According to the latest data available from the Georgian National Communications Commission for 2016, there are 38 radio broadcasters. Most offer general programming, followed by niche (sports, business) and community-oriented content. Most radio stations broadcast from Tbilisi while 14 radio stations operate in the regions. Leading Tbilisi-based stations include: Fortuna, Fortuna Plus, Ar Daidardo, Avtoradio (all four are part of Fortuna Radio Holding, a market leader by income), Imedi (second by profits), Maestro, Jako (sports radio), Shokoladi, Abkhazetis Khma, Palitra Radio. While precise data on audience share is not available, these stations have stable audiences and offer a mix of news, talk, music and entertainment.
Most airtime is filled by music and entertainment, but radios licensed for general programming offer at least two information programs. This is in tune with the global trend of an increase in entertainment content over more traditional news stories. Radios are rarely used for serious, public affairs content; Georgians polled by NDI annually between 2011 and 2017 have not once mentioned radio as their first source of news and public affairs content, and the share of those using radio as a secondary source has fluctuated between 1 percent and 3 percent.
In recent years a positive development has been the strengthening of regional radios, such as Dzveli Kalaki and Imeri (Kutaisi), Trialeti (Gori) Hereti (Lagodekhi), Samkhretis Karibche (Akhaltsikhe), Harmonia (Poti), Atinati and Odishi (Zugdidi), and the establishment of community radios. Community-based radios such as Nor (Armenian language, broadcasts from Akhaltsikhe) and Marneuli (Azerbaijani language, broadcasts from Marneuli) were established in 2006, but the previous government refused to grant them radio licenses. For this reason, the community radios produced a website and broadcasted via loudspeaker. The licenses for FM broadcasting were granted in 2014. The Azerbaijani-language community in the village of Iormughalo can now tune to recently-launched Radio Ivrisi. Community radio Radio Way opened in the Pankisi Gorge for the Vainakh minority in 2015. The Armenian-language community can also tune to Vrastan FM. Local communities in the regions are also served by Radio Mozaika in Gori. Some radios, such as Dzveli Kalaki, Radioway, Hereti, Nor, Marneuli offer both on-air and original content on their websites.

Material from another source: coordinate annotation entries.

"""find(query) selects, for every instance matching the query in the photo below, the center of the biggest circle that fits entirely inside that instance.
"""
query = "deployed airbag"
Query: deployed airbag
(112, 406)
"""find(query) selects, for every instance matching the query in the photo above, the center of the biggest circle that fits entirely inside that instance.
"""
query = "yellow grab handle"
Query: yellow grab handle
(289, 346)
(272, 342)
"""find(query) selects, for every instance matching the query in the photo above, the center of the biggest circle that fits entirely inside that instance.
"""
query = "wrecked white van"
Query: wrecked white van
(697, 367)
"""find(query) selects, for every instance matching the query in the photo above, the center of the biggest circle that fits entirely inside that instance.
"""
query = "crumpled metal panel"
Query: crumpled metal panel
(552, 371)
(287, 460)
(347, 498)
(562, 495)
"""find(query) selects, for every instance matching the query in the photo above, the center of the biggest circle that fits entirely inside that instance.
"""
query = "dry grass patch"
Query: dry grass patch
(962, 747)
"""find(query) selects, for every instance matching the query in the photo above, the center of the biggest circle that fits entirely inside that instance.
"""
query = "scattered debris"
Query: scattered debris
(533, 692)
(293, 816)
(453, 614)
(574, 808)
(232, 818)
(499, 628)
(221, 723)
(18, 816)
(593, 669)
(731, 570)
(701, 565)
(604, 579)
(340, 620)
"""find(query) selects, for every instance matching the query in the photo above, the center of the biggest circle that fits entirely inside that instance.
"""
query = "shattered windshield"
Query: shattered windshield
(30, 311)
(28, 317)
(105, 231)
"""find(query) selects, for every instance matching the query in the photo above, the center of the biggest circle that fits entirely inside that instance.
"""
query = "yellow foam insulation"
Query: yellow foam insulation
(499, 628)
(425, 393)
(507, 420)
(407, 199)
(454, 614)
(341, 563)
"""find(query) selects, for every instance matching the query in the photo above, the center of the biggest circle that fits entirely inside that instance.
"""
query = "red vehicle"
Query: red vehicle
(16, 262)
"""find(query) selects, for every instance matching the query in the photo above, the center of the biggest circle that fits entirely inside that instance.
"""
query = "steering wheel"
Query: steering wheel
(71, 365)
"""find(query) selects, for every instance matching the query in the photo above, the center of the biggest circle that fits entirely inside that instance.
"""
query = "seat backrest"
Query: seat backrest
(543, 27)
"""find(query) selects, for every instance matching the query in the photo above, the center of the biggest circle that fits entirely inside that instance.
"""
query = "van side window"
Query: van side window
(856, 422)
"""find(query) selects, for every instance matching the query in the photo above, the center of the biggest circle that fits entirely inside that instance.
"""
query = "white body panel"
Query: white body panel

Soviet-era state radio was transformed into public radio, and is now part of the GPB. GPB operates two radio channels: Sakartvelos Radio – Pirveli Radio and Radio Ori – Kartuli Radio. Sakartvelos Radio broadcasts nationwide with news and various programmes.
The demand for niche programming is met by classic, jazz, rock and folk music stations as well as stations with sports and business news. Listeners can tune in to re-broadcasts of America’s National Public Radio on Radio GIPA. Georgia does not have a 24-hour talk radio station except for Radio Free Europe/Radio Liberty (RFE/RL), which fills the niche with locally produced news and analysis. GPB’s Radio Pirveli Arkhi (channel 1) also devotes most airtime to news and opinion programs.
Advertising income in the radio sector is US$12.2m, based on the 2016 Annual Report by the Georgian National Communication Commission (GNCC). According to the report, the income has grown by 50 percent since 2010. More than two thirds of the total advertising went to four broadcasters - Radio Holding Fortuna, Imedi Radio, Radio Jako and Radio GreenWave. While the remaining market is not big enough to sustain high-quality, diverse programming and innovation, it is sufficient for low-cost operations. Regional stations supplement their income with grants from international donors.
The global trend for increased Internet consumption have affected the Georgian radio sector as well. Radio stations acquired websites and streaming services. Some radios, such as Dzveli Kalaki, Radioway, Hereti, Nor, Marneuli offer both on-air and original content on their websites. A few, most notably, RFE/RL, started producing podcasts and blogs as well as video content. Broadcasting through specific apps (Georgian Radio Live, Radio Georgian) is also available. A positive trend has been the establishment of online only radios, targeting the youth. These radios are: MTC Youth Radio, Helping Hand Radio (associated with association Helping Hands), CSJM Radio (associated with the Caucasus School of Media at the Caucasus University).